Fasching has crossed the Australian desert and won the punishing Race Across America three times, blazing from California to Maryland in little over nine days, but that, he says, doesn’t even come close to the challenge of crossing Russia. Source: Press photo
Imagine waking up and knowing that today you must cycle 280 miles.
And not just today, but tomorrow and the next day and the next day, always pedalling. And so on for 24 days. That, for Wolfgang Fasching, is simply “fantastic.”
The Austrian is taking cycling to a whole new extreme, aiming to cross Russia from coast to coast, a distance of almost 6,200 miles (10,000 kilometers) in just 24 days. That’s the equivalent of crossing America and heading straight back again, or covering this year’s Tour de France route three times over without any rest.
If Fasching falls behind on his quota one day, he must make up the difference the next day, in rain or shine, often on bad roads. Otherwise he risks failing his life’s great challenge, a record-breaking ride he has spent a year preparing for.
“To cross Russia with my own muscles, only with my bike and my support crew, from Vladivostok to St. Petersburg … I think that’s the biggest challenge in my life,” Fasching told RBTH before he started his ride on Russia’s Pacific coast.
“I sleep not more than three to four hours a day and I think after 10 days the body and the muscles are very tired,” he added. “I hope I have enough spirit and can motivate myself to manage the situation.”
As I write, Fasching is 31 hours into his ride across the world’s biggest country, taking in Russia’s geographical diversity from Siberia’s endless pine forests, around the edge of the stunning Lake Baikal and through Moscow’s city streets.
There are more than a few quirks and oddities along the way. At the time of going to press, Fasching is crossing through the city of Birobidzhan, capital of Russia’s Jewish Autonomous Region, a swampy chunk of Russia’s Far East that is the relic of an anti-Semitic Stalin-era plan to remould Russian Jews into model Soviet citizens by forcing them to carve out a new life in inhospitable territory.
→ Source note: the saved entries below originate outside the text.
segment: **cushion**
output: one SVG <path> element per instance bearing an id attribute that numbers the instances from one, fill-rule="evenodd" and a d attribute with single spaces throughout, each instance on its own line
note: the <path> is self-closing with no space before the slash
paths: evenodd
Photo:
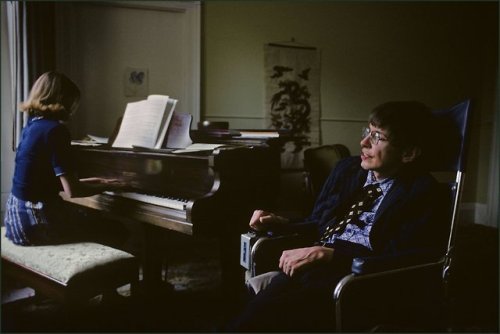
<path id="1" fill-rule="evenodd" d="M 18 246 L 5 237 L 2 227 L 2 258 L 29 268 L 63 285 L 81 281 L 85 276 L 104 276 L 117 271 L 134 274 L 133 255 L 94 242 L 76 242 L 49 246 Z M 90 273 L 90 275 L 88 275 Z"/>

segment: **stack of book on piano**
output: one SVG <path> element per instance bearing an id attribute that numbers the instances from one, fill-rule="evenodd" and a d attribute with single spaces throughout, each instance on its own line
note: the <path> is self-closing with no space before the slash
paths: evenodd
<path id="1" fill-rule="evenodd" d="M 269 139 L 269 138 L 279 138 L 280 133 L 278 130 L 238 130 L 240 133 L 239 137 L 244 139 Z"/>

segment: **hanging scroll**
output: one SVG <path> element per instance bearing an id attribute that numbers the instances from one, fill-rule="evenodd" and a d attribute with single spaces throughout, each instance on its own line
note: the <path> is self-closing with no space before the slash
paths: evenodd
<path id="1" fill-rule="evenodd" d="M 287 130 L 282 168 L 302 168 L 303 151 L 320 144 L 320 61 L 313 47 L 294 44 L 265 46 L 266 123 Z"/>

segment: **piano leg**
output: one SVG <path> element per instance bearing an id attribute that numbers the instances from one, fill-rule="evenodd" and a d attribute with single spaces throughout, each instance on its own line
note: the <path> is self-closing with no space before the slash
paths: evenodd
<path id="1" fill-rule="evenodd" d="M 166 281 L 168 231 L 155 225 L 143 224 L 142 284 L 149 296 L 164 296 L 173 291 Z"/>

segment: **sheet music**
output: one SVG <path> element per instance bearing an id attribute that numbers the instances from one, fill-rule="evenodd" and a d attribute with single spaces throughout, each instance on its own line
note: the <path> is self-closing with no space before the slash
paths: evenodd
<path id="1" fill-rule="evenodd" d="M 156 95 L 150 95 L 148 97 L 148 99 L 150 97 L 155 97 Z M 161 96 L 161 95 L 160 95 Z M 167 130 L 169 128 L 169 125 L 170 125 L 170 122 L 172 120 L 172 116 L 174 114 L 174 110 L 175 110 L 175 106 L 177 105 L 177 101 L 176 99 L 171 99 L 169 98 L 168 101 L 167 101 L 167 105 L 166 105 L 166 108 L 168 110 L 167 113 L 165 113 L 165 119 L 162 120 L 162 123 L 161 123 L 161 128 L 160 128 L 160 132 L 158 134 L 158 138 L 156 139 L 156 145 L 155 145 L 155 148 L 161 148 L 162 145 L 163 145 L 163 142 L 165 140 L 165 136 L 167 134 Z M 169 108 L 170 107 L 170 108 Z"/>
<path id="2" fill-rule="evenodd" d="M 89 137 L 91 140 L 93 140 L 99 144 L 107 144 L 108 140 L 109 140 L 109 138 L 107 138 L 107 137 L 98 137 L 98 136 L 89 135 L 89 134 L 87 135 L 87 137 Z"/>
<path id="3" fill-rule="evenodd" d="M 168 100 L 168 96 L 158 96 L 128 103 L 113 147 L 155 147 Z"/>

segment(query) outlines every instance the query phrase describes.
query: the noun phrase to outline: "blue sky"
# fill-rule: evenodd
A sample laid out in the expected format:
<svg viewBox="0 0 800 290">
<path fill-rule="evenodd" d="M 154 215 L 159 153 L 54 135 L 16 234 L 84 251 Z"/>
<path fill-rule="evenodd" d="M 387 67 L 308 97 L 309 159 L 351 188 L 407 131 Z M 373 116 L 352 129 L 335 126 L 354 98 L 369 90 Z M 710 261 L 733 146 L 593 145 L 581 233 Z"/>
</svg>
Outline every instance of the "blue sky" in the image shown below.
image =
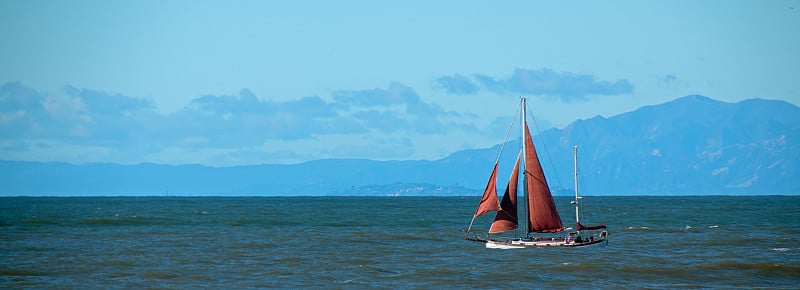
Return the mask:
<svg viewBox="0 0 800 290">
<path fill-rule="evenodd" d="M 690 94 L 800 104 L 800 1 L 0 1 L 0 159 L 438 159 Z"/>
</svg>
Fasching is no stranger to extreme bike rides. He’s crossed the Australian desert and won the punishing Race Across America three times, blazing from California to Maryland in little over nine days, but that, he says, doesn’t even come close to the challenge of crossing Russia.
“The big difference – the Race Across America is 5000 km, and Australia is 4,200 km, and Russia is nearly 10,000 km and a change in altitude of more than 80,000 m,” he says. “The roads are not so good as in America or Australia and that’s the big challenge. There’s a lot of different weather conditions.”
He says that Russia is a “very nice country” full of “nice people,” but the main attraction for Fasching, he admits, is the nation’s sheer size. Much like a climber scaling Mount Everest, Fasching has a simple explanation for why he is putting himself through a trial many people would consider hell.
Why cross Russia? Because it’s there.
To make himself fit to manage the feat, Fasching has put himself through a gruelling training regimen and estimates he has covered 50,000 km (31,000 miles) in eight months. Keeping up the pace required to meet his 24-day target would be impossible without a support crew who travel alongside Fasching. Their van is equipped with two spare bikes, a shower and even a washing machine to ensure the 46-year-old Austrian always has a clean set of spandex. Fasching eats and drinks on the move, eating high-energy food designed to keep him stocked up as he burns calories at a fearsome rate.
Preparing for the ride has required “big mental training” as well as getting himself in shape physically, Fasching says. Luckily, he’s well prepared. Fasching’s career of record-breaking rides has made him something of an authority on mental fortitude, publishing a series of motivational books with titles such as “Life at the Limit” and “YOU can achieve what YOU want!”
Despite Fasching’s months of mental and physical preparation, anything could yet happen. With each day he takes, the minimum of sleep builds fatigue, which makes falls and injuries more likely. Crossing Siberia in the summer means avoiding the threat of sunstroke and coping with clouds of mosquitoes.
Nevertheless, Fasching is stoic about the difficulties ahead: “It’s the ultimate challenge. I hope it has a happy end,” he says.